Кайо листал альбом и видел старый Улак, которого уже давно нет: два ряда яранг на берегу моря, подставки из китовых костей, на которых сушились моржовые кожи, лежали нарты, байдары, вельботы. Вот здание старой школы. У окон, смотревших в сторону лагуны, группа учеников: маленькие ребятишки и девчата. Среди них — Наталья Кузьминична. Почему он решил, что она была старой женщиной? Вот здесь, на фотографии, она совсем молоденькая, она весело смеется, на ней белая косынка… А вот и сам Кайо. Он стоит в конце ряда. Вот яранга Рычыпа. У входа старик с трубкой. Чубук у трубки толстенный. Это собственное изобретение Рычыпа. В чубук старик закладывал стружки, которые постепенно пропитывались табачным соком, так что их потом можно было курить.

Гриша, которого, наверное, давно звали по имени и отчеству, внес чайник и быстро приготовил все к чаепитию.

— Покойная тетя очень любила рассматривать эти фотографии, — заметил он.

— Всего этого давно нет! — невольно вырвалось у Кайо.

— Да, — кивнул Гриша. — Наталья Кузьминична часто говорила: «Чукотка сейчас совсем не та». Пейте чай… Она любила чай… Крепкий, называла его чукотским.

Когда Кайо собрался уходить, Гриша сказал:

— Можете взять на память этот альбом.

Кайо стал отказываться.

— Послушайте меня, — сказал Гриша. — Наталья Кузьминична была так предана вашей родине, что мне было бы очень приятно сделать что-нибудь приятное для вас. Я возьму отсюда только несколько фотографий, где есть она, а остальные можете взять. И мне будет приятно, поверьте.

Кайо повертел в руках альбом. Снова перелистал. Отказываться дальше было бы просто глупо.

— Большое спасибо, — сказал он.

— Вам спасибо, — ответил Гриша. — Спасибо, что не забыли свою учительницу…

Он некоторое время помолчал.

— Я очень многим обязан ей. По существу, она мне заменила мать, а потом была бабушкой и воспитательницей, нянькой моим детям.

— Она была настоящая ленинградка, — сказал Кайо.

Гриша кивнул.

Кайо вышел на улицу. Сияло солнце. Вокруг кипела жизнь, проносились автомашины, звенели трамваи. И все это пронизывало воспоминание об учительнице, заронившей в душу Кайо любовь к этому городу.

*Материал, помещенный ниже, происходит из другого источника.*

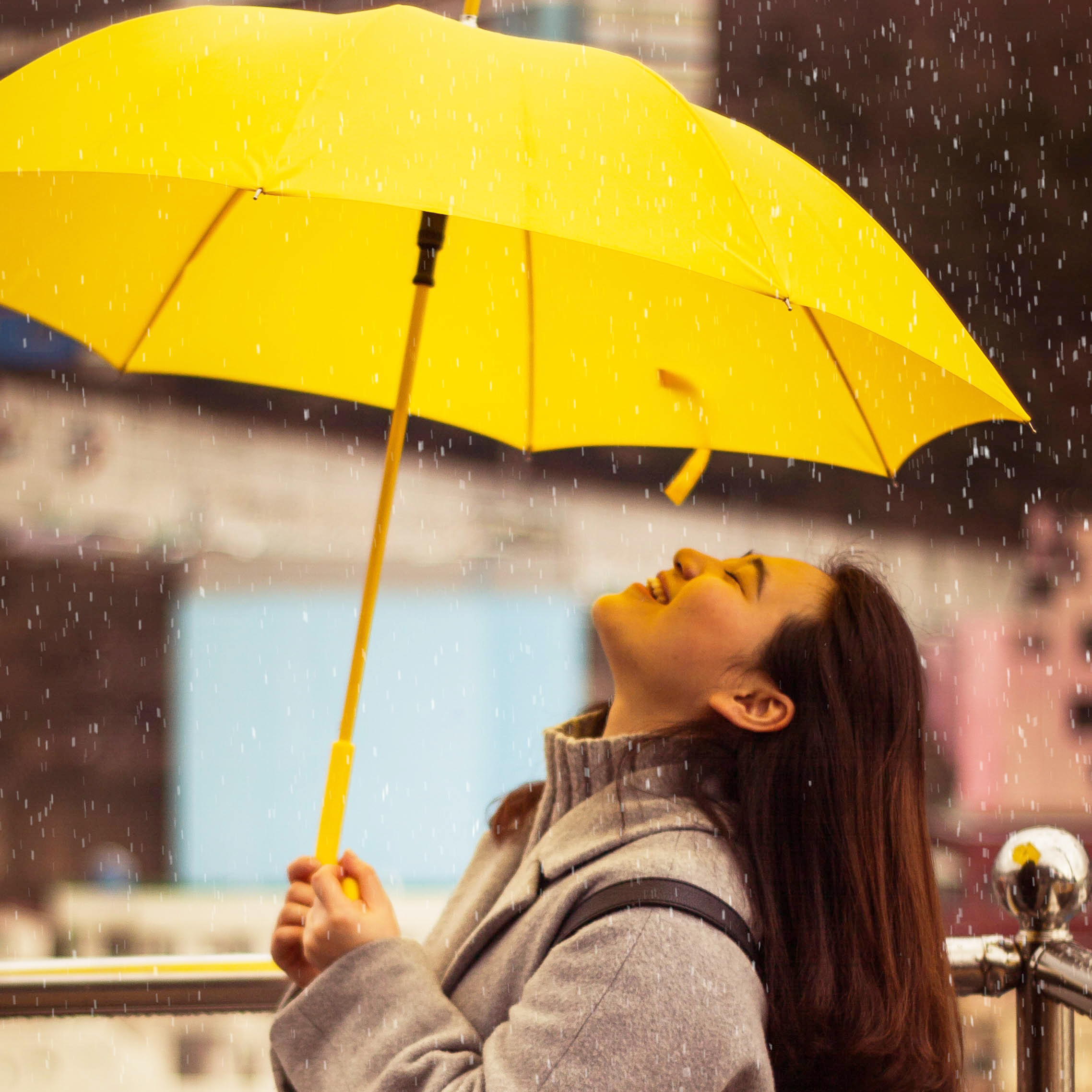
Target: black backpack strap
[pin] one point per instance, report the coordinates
(663, 892)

Крепко прижимая к себе старый, в плюшевом переплете альбом, Кайо спустился в прохладное подземелье метро.

11

Из глубины квартиры слышалась песня:

Позарастали стежки-дорожки,
Где проходили милого ножки.Позарастали мохом-травою…

Кайо нашел Иунэут на кухне. Она мыла посуду и пела. Лицо у нее было довольное, совсем не такое, как вчера. В цветастом халатике у нее был такой вид, словно она всю жизнь жила в городской ленинградской квартире и мыла посуду горячей водой, беспрерывно текущей из крана.

Заметив мужа, Иунэут засмущалась и перестала петь.

— Вот ты и пришел! — сказала она по-чукотски.

— Гулял по городу, — отозвался Кайо. — А где все люди?

— Пошли по магазинам. А я вызвалась убрать в квартире. Это так интересно!

— Что тут может быть интересного? — полюбопытствовал Кайо.

— Много! — ответила Иунэут. — Пылесос! Гудит как пурга, называется «буран». Пол натерла. Мазью, как вазелином. Видишь, как блестит?

В бытность студентом, он тоже натирал полы в общежитии. Но это делалось ногами, и работа эта была довольно тяжелой и нудной.